Mike wrote:
> 
> >: (B) Need to know the root of the numeric types
> 
> If it isn't obvious to everyone else, the main (only?) reason to care 
> about this is when checking/specifying context/args.  Assume num means 
> a double-precision float.
> 
> Simply put: (a) if you pass an <int> to a function defined as taking a 
> (floating-point) <num>, does the function always convert your <int> to 
> a <num> before doing anything with it, or does it know it doesn't have 
> to?  And (b) are you allowed to discriminate between 'floating point' 
> and 'integer' context, and how?
> 
> Option 1:
> 
>   sub foo(num $n; int $i)  # _always_ forces $n to a double
>                            # _always_ forces $i to an int
>   sub bar(numeric $n)      # allows both int or double, doesn't care
> 
>   if want numeric {
>       if want int { ... }  # both are subclasses of numeric,
>       if want num { ... }  # but only siblings to each other
>   }
> 
> Option 2:
> 
>   sub foo(num $n; int $i)  # allows $n as int or double
>                            # $i always forced to an int
>   sub bar(num $n)          # allows both int or double, doesn't care
> 
>   if want numeric {        # (maybe still want abstract base anyway)

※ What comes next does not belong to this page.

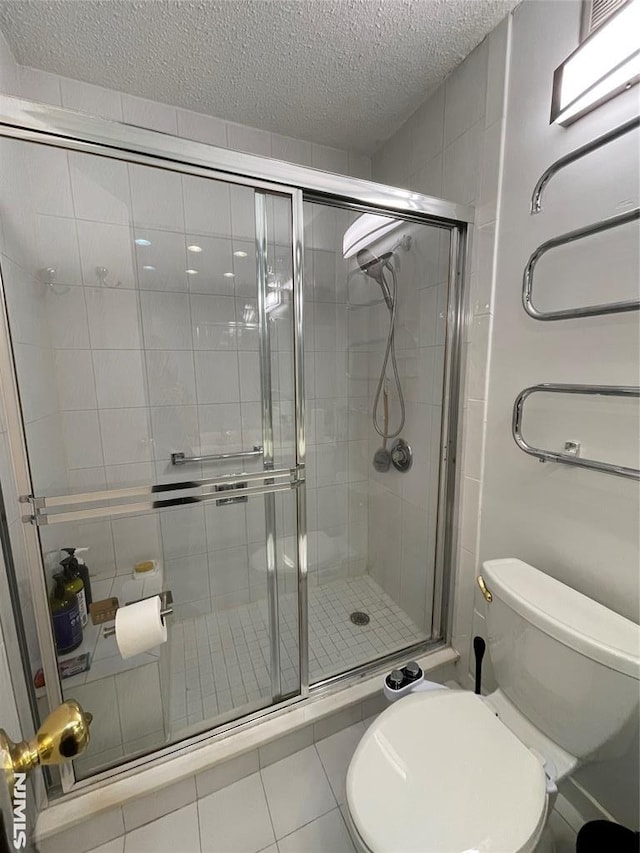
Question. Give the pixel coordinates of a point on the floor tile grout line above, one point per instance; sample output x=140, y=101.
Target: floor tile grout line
x=308, y=823
x=326, y=775
x=266, y=799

>     if want num {          # num is the base class
>       if want int { ... }  # int is special case of a num
>     }
>   }
> 
> .... Nasty issue.  #1 allows you to be more precise, important if 
> constantly converting nums <--> ints would notably slow things.  But #2 
> more obviously does WYM most of the time.
> 
> Hmm, here might be an answer (thinking aloud).  Perhaps <num> is the 
> base class, just like it is now (you can put both floats and integers 
> in it, it doesn't care).  <int> is for explicit integer, <float> is for 
> explicit double.
> 
>     num
>       - int
>       - float
> 
> Such that the literal 1.234 is born as type <float>, which is trivially 
> type <num>.  Literal 1234 is treated as an <int>, same deal.
> 
> So we'd still use <num> and <int> for most things, but we'd have 
> <float> hanging out as a way to explicitly type/cast/contextify*:
> 
>     sub foo(float $i)
> 
> .... in cases where it really mattered.  Would that better solve the 
> issues in options 1 and 2(?)
> 
> MikeL
> 
> *(contextify?  contextification?)  :-)

A common base class is not necessary for automatic type casting.
Besides, in p6, multimethod dispatch will be the preferred way of
handling such cases.

The p6 type system is still in heavy flux at the moment. There won't be
any final answer until closer to A12. Go with what you have for now.
Type casting isn't really a subject for first few chapters anyway.